……
宛婠再次醒来的时候,不知道自己睡了多久。
窗帘被拉上了,房间里很暗,分不清是傍晚还是深夜。
她的身体像被人拆开又重新组装了一遍,每一个关节都在叫嚣着酸痛。
宛婠试着动了一下手指,能动;试着动了一下脚趾,也能动;试着翻个身,然后放弃了。
宛婠躺在那里,盯着天花板,大脑一片空白。
过了好一会儿,她才慢慢想起刚才发生了什么。
记忆像潮水一样涌回来——霍执压在她身上,霍执吻她,霍执喊她的名字,一遍又一遍。

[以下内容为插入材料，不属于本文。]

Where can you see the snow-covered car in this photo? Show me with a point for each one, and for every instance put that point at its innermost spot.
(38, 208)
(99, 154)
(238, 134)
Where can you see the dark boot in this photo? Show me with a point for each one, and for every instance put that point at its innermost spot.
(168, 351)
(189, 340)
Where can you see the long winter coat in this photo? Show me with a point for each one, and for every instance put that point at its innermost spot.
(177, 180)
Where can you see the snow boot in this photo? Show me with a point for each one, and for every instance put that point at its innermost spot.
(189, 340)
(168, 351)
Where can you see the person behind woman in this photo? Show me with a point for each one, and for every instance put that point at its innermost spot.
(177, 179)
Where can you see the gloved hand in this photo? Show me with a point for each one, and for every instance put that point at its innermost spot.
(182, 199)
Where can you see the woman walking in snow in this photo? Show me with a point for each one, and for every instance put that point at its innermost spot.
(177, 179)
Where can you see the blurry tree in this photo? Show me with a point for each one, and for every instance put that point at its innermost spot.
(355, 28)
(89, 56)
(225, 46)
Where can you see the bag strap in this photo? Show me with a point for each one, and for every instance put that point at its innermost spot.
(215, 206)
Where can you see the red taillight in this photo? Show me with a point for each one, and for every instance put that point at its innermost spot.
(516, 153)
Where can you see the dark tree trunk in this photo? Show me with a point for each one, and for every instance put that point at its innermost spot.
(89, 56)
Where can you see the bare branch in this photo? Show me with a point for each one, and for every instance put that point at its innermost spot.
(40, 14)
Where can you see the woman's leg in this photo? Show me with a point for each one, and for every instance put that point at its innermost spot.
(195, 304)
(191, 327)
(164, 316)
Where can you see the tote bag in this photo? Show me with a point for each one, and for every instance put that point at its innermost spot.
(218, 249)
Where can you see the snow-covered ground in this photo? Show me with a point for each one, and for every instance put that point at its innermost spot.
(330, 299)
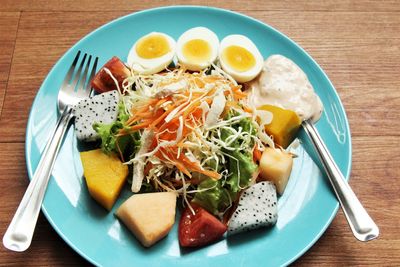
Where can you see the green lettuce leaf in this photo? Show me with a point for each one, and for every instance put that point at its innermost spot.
(219, 195)
(110, 143)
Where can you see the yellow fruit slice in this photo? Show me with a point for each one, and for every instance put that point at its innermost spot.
(284, 125)
(149, 216)
(105, 176)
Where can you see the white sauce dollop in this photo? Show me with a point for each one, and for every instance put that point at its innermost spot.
(282, 83)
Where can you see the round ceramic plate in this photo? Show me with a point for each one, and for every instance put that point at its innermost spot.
(305, 210)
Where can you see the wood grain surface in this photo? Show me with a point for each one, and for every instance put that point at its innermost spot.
(357, 43)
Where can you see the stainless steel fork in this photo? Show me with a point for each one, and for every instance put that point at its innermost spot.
(75, 87)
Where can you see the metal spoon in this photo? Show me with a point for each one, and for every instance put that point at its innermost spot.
(361, 224)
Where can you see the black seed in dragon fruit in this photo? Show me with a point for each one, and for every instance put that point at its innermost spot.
(102, 108)
(257, 207)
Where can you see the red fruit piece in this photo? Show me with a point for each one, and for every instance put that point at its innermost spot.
(199, 229)
(102, 81)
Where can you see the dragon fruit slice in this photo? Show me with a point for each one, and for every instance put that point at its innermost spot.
(257, 208)
(102, 108)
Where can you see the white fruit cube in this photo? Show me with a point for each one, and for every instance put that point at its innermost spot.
(276, 166)
(149, 216)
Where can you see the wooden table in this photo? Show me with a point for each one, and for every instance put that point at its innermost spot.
(357, 43)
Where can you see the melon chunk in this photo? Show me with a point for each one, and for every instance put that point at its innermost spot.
(149, 216)
(105, 176)
(276, 166)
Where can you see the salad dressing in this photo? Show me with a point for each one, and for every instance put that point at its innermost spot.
(282, 83)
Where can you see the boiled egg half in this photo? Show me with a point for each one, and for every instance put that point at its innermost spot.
(152, 53)
(197, 48)
(240, 58)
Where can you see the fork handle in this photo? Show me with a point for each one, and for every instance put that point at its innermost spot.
(361, 224)
(19, 233)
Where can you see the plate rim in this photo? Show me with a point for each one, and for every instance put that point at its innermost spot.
(193, 7)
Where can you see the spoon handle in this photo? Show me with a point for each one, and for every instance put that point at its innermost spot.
(19, 233)
(361, 224)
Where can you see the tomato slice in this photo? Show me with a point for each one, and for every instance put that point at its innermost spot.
(199, 229)
(102, 81)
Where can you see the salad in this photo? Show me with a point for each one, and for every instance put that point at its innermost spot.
(202, 122)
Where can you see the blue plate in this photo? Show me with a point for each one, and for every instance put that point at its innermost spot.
(305, 210)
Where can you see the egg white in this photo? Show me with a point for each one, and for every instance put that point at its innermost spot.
(154, 65)
(242, 41)
(201, 33)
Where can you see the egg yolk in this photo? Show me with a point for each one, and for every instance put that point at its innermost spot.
(238, 58)
(152, 46)
(197, 51)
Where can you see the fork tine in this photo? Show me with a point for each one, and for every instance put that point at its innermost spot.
(78, 73)
(94, 68)
(71, 69)
(92, 74)
(82, 80)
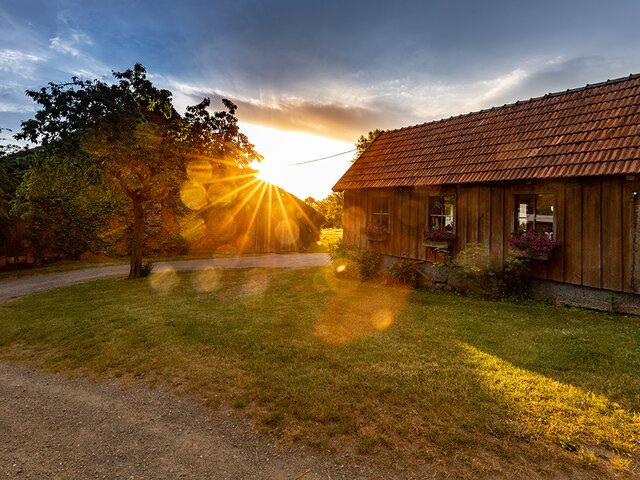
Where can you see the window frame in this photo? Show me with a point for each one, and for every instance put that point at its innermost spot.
(429, 215)
(533, 217)
(376, 217)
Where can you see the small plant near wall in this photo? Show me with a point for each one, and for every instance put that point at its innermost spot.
(483, 276)
(533, 244)
(440, 238)
(439, 235)
(357, 262)
(406, 272)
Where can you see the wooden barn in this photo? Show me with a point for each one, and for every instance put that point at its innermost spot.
(566, 164)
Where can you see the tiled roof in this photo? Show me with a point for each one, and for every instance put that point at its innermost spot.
(594, 130)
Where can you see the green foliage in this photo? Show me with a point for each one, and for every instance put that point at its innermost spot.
(357, 262)
(330, 207)
(130, 132)
(482, 275)
(406, 272)
(64, 204)
(363, 142)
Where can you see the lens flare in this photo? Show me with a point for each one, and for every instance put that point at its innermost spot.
(207, 280)
(193, 195)
(192, 228)
(287, 233)
(253, 290)
(200, 171)
(382, 319)
(163, 280)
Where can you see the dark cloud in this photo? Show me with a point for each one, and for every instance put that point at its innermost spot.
(333, 67)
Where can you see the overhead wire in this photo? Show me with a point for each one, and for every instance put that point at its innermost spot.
(322, 158)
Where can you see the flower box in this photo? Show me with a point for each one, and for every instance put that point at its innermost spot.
(436, 244)
(532, 244)
(377, 232)
(533, 256)
(377, 236)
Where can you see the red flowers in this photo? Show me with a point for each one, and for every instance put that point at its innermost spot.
(533, 242)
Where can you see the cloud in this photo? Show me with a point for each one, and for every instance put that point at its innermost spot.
(19, 62)
(334, 119)
(70, 45)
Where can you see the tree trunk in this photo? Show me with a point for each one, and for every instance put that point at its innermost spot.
(137, 240)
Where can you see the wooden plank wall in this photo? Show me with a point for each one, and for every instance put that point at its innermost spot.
(597, 225)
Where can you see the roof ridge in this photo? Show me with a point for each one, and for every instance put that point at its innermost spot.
(568, 91)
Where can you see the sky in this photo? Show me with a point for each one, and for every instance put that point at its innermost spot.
(310, 77)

还有那两只耳朵,毛茸茸的,白绒绒的,在她手心里颤抖。
宛婠把脸埋进枕头里,闷哼了一声。
“睡醒了?”
一道低沉的声音从旁边传来。
宛婠猛地转头,牵动了脖子上的肌肉,疼得宛婠“嘶”了一声。
霍执侧躺在她旁边,一只手撑着头,银发垂落在额前,金色的眼睛在昏暗中亮得像两颗星星。他没有穿上衣,只穿了一条黑色的长裤,肩背的线条和腹肌轮廓在昏暗中若隐若现,锁骨上方有一道细细的红痕——
她抓的。
霍执看着她,嘴角微微勾着,像是一只终于吃饱了一顿,餍足,慵懒,浑身上下每一个毛孔都散发着意气风发的气息。
“饿不饿?”
宛婠看着霍执,张了张嘴,没发出声音。
她清了清嗓子,又张了张嘴,终于是说出了一个字:
“……饿。”
声音哑得像含着沙子。
霍执的嘴角弯了弯,从床头柜上端过一个托盘。
托盘上放着一碗粥,一碗汤,一碟小菜,还有一杯温水。
粥还冒着热气,是刚热好的。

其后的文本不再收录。